I did some searching and could not find any information on wildwood in that form. I could not find any easy
way to contact Scott or Susie Phillips, but it you or someone could get in touch with him, he might be able
to help you.


----------



## ArlinEastman (May 22, 2011)

De

If you are refering to the wood in the picture, it is multiples of wood glued together then cut and glued again then cut again and glued again. Long process but looks great.

Arlin

PS - I could not click on the link to watch.


----------



## JustJoe (Oct 26, 2012)

Here's links to a couple of similar ideas, different brands:

http://www.gvwp.net/products/395-super-laminated-bowl-blank.aspx

and Strata-Blanks. I think one of the pen turning sites used to sell this brand, but they quit?
http://timberturners.com/inc/sdetail/15333


----------



## Wildwood (Jul 22, 2012)

Here is the episode 2004: segmented turnings, do not mention a vendor's name or wood used to make that blank.

http://video.wbgu.org/video/2342239083/

Nothing really special about that wood or blank. Have not found a vendor selling anything like that one. Suggest make your own out of favorite contrasting woods and have fun with it.


----------



## DS (Oct 10, 2011)

That product is available in my scrap bin!!! (Some assembly required)
;-)


----------



## deparrott (Aug 19, 2012)

Thanks guys for the suggestions…

The photo I posted was not a link but just a picture so that you could see the product.

Don't think I have the skill set to make a glue up that precise.

I looked but couldn't find a way to contact Scott or his show but do agree that would be the ideal way to find out about this product.

Thanks JustJoe, I liked the second one.

Still looking…


----------



## Wildwood (Jul 22, 2012)

Really do not like "American Woodshop," show for same reason these people expressed.

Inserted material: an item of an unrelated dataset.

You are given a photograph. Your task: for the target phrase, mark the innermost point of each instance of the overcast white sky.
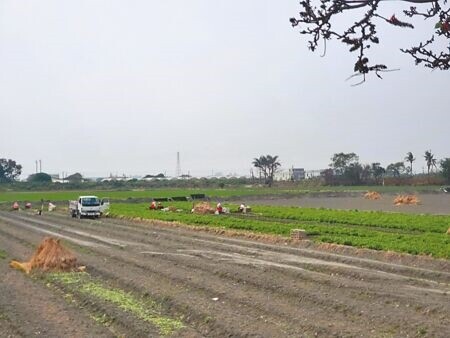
(104, 86)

http://lumberjocks.com/topics/9026

I do not know for sure but assume that fellow teaching segment turning in that episode made the "wildwood blank."


----------



## deparrott (Aug 19, 2012)

The turner on that episode was Bill Sands. I couldn't fine a contact for him either.


----------



## Bluepine38 (Dec 14, 2009)

I had to join Codgerlodge to do it, but I have sent an email to Bill Sands, will let you know if I learn anything.


----------



## deparrott (Aug 19, 2012)

Thank you Bluepine38. I will will be waiting.


----------



## Bluepine38 (Dec 14, 2009)

Bill Sands said they edited those shows heavily and that Susie did not make anything while he was there, but
he gave an email address for Scott. Sent an email and got a prompt response saying that Wildwood went out
of business shortly after the show aired and the product is no longer available. Guess we will have to make
our own.


----------



## deparrott (Aug 19, 2012)

You did a great job tracking an answer for me. Thank you so much. Evidently the show I was watching was a bit dated. You are right, We'll have to make our own.

Thanks again.


----------